I'll need to also do this on a Silverado.
I was told that it's ok to literally have the shoe lining "slightly drag" on the drum rather than having a .76mm gap between the lining and the drum. A guy told me to spin the drum (and adjust slowly) until the slight drag occurs and then stop. He said then it's ok to drive and one will smell burning for just a very short period of time and then the burning will go away and the car will be fine. He said you're initially driving with "friction" that works its way out after a very short period of time. He worked in a shop where they did it that way.
Questions:
- If you overtighten the adjusting screw and the drums cannot spin around, is there a release mechanism on the screw which allows you to turn the screw counter clockwise again? I would think that initially the screw would need to be "loosend" (turned in opposite direction) to account for the thicker lining being installed? That initial "loosening" would require the star adjuster to be moved counter-clockwise (which I understand they can only go clockwise and then click).

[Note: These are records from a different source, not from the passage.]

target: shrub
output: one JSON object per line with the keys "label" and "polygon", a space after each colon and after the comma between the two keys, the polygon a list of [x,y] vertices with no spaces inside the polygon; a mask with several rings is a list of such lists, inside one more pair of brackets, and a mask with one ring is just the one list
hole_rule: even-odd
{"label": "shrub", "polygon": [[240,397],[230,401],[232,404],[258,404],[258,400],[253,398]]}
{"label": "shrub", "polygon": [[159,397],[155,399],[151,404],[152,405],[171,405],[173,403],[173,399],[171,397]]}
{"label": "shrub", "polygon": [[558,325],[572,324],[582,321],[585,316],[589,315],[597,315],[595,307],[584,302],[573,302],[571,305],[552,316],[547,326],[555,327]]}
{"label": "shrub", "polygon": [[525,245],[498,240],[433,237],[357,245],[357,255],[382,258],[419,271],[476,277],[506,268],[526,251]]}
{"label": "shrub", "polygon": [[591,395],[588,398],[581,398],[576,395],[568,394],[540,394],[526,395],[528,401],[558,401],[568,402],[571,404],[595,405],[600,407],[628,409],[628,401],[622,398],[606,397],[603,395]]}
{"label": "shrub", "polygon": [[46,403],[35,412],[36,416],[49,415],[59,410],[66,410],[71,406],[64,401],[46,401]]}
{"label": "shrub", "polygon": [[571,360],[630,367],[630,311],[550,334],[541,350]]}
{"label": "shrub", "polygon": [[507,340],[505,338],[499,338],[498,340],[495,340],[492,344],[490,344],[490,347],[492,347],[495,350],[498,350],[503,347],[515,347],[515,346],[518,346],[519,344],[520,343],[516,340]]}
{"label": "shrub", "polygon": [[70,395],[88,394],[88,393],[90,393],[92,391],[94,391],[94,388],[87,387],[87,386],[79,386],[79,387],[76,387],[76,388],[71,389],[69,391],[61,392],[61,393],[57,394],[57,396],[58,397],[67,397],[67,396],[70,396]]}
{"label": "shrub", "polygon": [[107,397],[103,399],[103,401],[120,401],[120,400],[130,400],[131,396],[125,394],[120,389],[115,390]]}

- Other than an initial loss of a microscopic portion of the lining (by having it slightly drag on the drum) with the initial adjustment, is this good practice -or- should there be NO "drag" from lining to drum when putting the drum on?
- If the parking brake is "self-adjusting", do they need to be initially adjusted manually to create "more" slack?
thanks and sorry for all the questions. Maybe I'm making this tougher than it really is.